Hamid Pasha said abruptly, ‘There is another thing that bothers me, miyan.’
Nagarajan eyed him and placed a toothpick in his mouth. He opened the bill wallet, raised a customary brow at the price, and placed a thousand-rupee note in it.
‘It is the question of the servant girl’s sister,’ Hamid Pasha said. ‘The husband says the servant girl has a sister; the wife says she doesn’t. The wife thinks the husband is too pre-occupied with his affairs to notice that it was just the servant girl with the border of her sari covering her head. The husband says it is a different girl. Which one is it?’
‘I’m more inclined to go with the wife. Venkataramana does not look to me like someone who would notice
anything
—let alone domestic affairs.’
Hamid Pasha nodded. ‘And yet—yes, it is yet another of those things. And there is that young man who was loitering about the gate.’
‘Oh, that’s quite easy to guess. What Kamala said is quite likely, I’d say.’
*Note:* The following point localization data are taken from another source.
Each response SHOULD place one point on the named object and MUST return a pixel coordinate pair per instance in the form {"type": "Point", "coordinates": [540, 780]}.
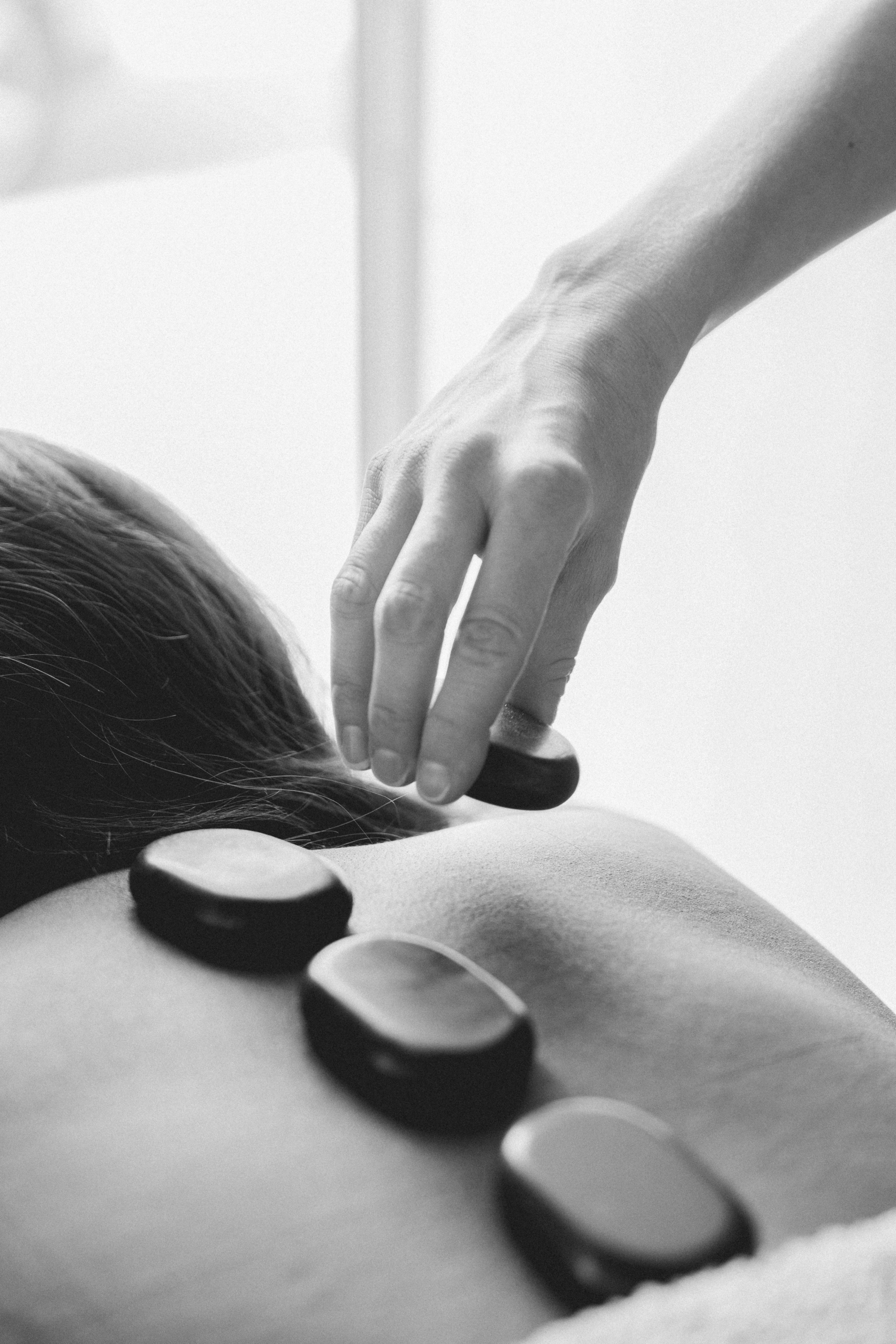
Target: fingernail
{"type": "Point", "coordinates": [388, 766]}
{"type": "Point", "coordinates": [355, 749]}
{"type": "Point", "coordinates": [433, 781]}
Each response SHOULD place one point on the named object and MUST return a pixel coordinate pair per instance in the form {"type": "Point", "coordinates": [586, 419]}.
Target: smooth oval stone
{"type": "Point", "coordinates": [239, 898]}
{"type": "Point", "coordinates": [529, 765]}
{"type": "Point", "coordinates": [602, 1196]}
{"type": "Point", "coordinates": [418, 1031]}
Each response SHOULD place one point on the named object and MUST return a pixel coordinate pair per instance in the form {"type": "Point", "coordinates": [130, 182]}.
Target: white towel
{"type": "Point", "coordinates": [837, 1287]}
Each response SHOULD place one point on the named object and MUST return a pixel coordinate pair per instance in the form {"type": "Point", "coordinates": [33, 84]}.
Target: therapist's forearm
{"type": "Point", "coordinates": [804, 159]}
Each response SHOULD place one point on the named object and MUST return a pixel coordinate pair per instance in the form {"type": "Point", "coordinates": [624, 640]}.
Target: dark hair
{"type": "Point", "coordinates": [143, 691]}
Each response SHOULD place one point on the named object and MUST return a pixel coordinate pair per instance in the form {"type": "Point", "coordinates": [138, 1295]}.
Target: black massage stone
{"type": "Point", "coordinates": [529, 765]}
{"type": "Point", "coordinates": [239, 898]}
{"type": "Point", "coordinates": [602, 1196]}
{"type": "Point", "coordinates": [418, 1031]}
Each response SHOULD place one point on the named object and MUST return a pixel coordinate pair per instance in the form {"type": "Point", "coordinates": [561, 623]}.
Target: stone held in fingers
{"type": "Point", "coordinates": [529, 765]}
{"type": "Point", "coordinates": [602, 1196]}
{"type": "Point", "coordinates": [418, 1031]}
{"type": "Point", "coordinates": [239, 898]}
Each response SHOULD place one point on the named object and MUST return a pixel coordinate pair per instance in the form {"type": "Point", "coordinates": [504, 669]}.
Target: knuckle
{"type": "Point", "coordinates": [409, 611]}
{"type": "Point", "coordinates": [375, 474]}
{"type": "Point", "coordinates": [386, 722]}
{"type": "Point", "coordinates": [349, 697]}
{"type": "Point", "coordinates": [555, 481]}
{"type": "Point", "coordinates": [489, 639]}
{"type": "Point", "coordinates": [352, 594]}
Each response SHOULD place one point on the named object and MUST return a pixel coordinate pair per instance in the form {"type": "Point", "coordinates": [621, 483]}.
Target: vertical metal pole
{"type": "Point", "coordinates": [390, 42]}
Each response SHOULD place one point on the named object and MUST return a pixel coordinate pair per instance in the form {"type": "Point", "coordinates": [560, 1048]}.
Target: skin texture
{"type": "Point", "coordinates": [174, 1166]}
{"type": "Point", "coordinates": [531, 457]}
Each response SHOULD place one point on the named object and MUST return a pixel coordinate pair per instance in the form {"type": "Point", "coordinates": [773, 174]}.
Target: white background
{"type": "Point", "coordinates": [739, 683]}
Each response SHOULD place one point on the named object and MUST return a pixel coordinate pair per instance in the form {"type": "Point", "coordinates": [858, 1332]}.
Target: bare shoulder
{"type": "Point", "coordinates": [585, 870]}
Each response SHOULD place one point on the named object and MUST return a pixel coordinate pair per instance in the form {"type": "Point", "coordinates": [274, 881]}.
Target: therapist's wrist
{"type": "Point", "coordinates": [660, 268]}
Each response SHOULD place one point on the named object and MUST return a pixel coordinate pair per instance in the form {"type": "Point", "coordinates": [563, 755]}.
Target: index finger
{"type": "Point", "coordinates": [534, 530]}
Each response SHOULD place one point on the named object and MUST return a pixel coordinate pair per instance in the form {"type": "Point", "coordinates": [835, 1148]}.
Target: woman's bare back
{"type": "Point", "coordinates": [176, 1166]}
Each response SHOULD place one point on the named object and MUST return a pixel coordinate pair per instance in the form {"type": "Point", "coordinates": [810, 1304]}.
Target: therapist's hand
{"type": "Point", "coordinates": [531, 457]}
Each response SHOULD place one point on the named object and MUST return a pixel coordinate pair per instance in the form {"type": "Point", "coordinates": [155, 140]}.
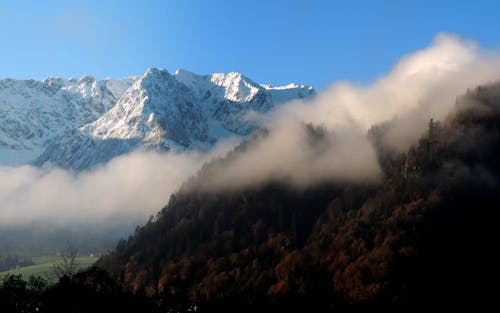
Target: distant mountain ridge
{"type": "Point", "coordinates": [78, 123]}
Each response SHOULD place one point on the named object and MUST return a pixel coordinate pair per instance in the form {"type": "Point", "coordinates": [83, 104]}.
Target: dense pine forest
{"type": "Point", "coordinates": [423, 238]}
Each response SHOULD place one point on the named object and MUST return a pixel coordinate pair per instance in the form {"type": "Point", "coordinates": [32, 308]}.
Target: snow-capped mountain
{"type": "Point", "coordinates": [78, 123]}
{"type": "Point", "coordinates": [34, 112]}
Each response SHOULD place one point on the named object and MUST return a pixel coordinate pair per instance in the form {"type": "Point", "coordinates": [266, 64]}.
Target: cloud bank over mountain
{"type": "Point", "coordinates": [422, 85]}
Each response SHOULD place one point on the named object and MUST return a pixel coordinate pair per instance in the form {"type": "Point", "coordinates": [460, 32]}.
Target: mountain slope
{"type": "Point", "coordinates": [34, 112]}
{"type": "Point", "coordinates": [78, 123]}
{"type": "Point", "coordinates": [418, 241]}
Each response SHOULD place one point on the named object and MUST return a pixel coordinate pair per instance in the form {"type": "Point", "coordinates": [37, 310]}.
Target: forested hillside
{"type": "Point", "coordinates": [420, 239]}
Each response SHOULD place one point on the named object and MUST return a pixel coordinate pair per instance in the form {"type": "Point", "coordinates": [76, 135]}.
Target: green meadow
{"type": "Point", "coordinates": [44, 267]}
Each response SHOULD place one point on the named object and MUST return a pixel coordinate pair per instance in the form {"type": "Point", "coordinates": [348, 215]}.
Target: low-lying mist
{"type": "Point", "coordinates": [421, 86]}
‘And if it is true, it opens up another line of thought, nahin? Maybe the old lady saw the young lady carry on with this young man, and maybe she even threatened her with—consequences, shall we say. Who knows where that conversation could have led?’
The waiter came back with the change, placed the wallet on the edge of the table, and stood a few feet away, and Nagarajan could see his one eye fixed on him. Nagarajan made a quick percentage calculation and left him a suitable tip.
‘Ah,’ said Hamid Pasha, and slammed his hands on the table. ‘I am frustrated, my friend. Frustrated with so many directions, with so many possibilities, and there are too many stories to keep track of—ah, I hope there is some respite from this, but it is only going to get worse, isn’t it?’
‘Yes,’ said Nagarajan. ‘We have not yet talked to everyone in the family. Who would you like to meet next?’ He slid out of the chair to his feet and reached for the bowl of peppermint. Hamid Pasha had already popped a handful into his mouth.
‘None from the family,’ he said, chewing noisily. ‘I want to meet the servants.’
13
W
HEN THEY OPENED THE
gate and went in, walking by the path up to the fork in it, with one branch leading to the well and one to the house, Hamid Pasha stopped and looked up at the windows facing them. There were ground-floor windows too, Nagarajan noticed, in exactly the same places as the upper floor, but one of the windows was in Raja’s room and the other was in the big living room. Raja hadn’t been home, so it was unlikely anyone would have been behind that window that day to look upon the path. About anyone behind the other window, they did not know.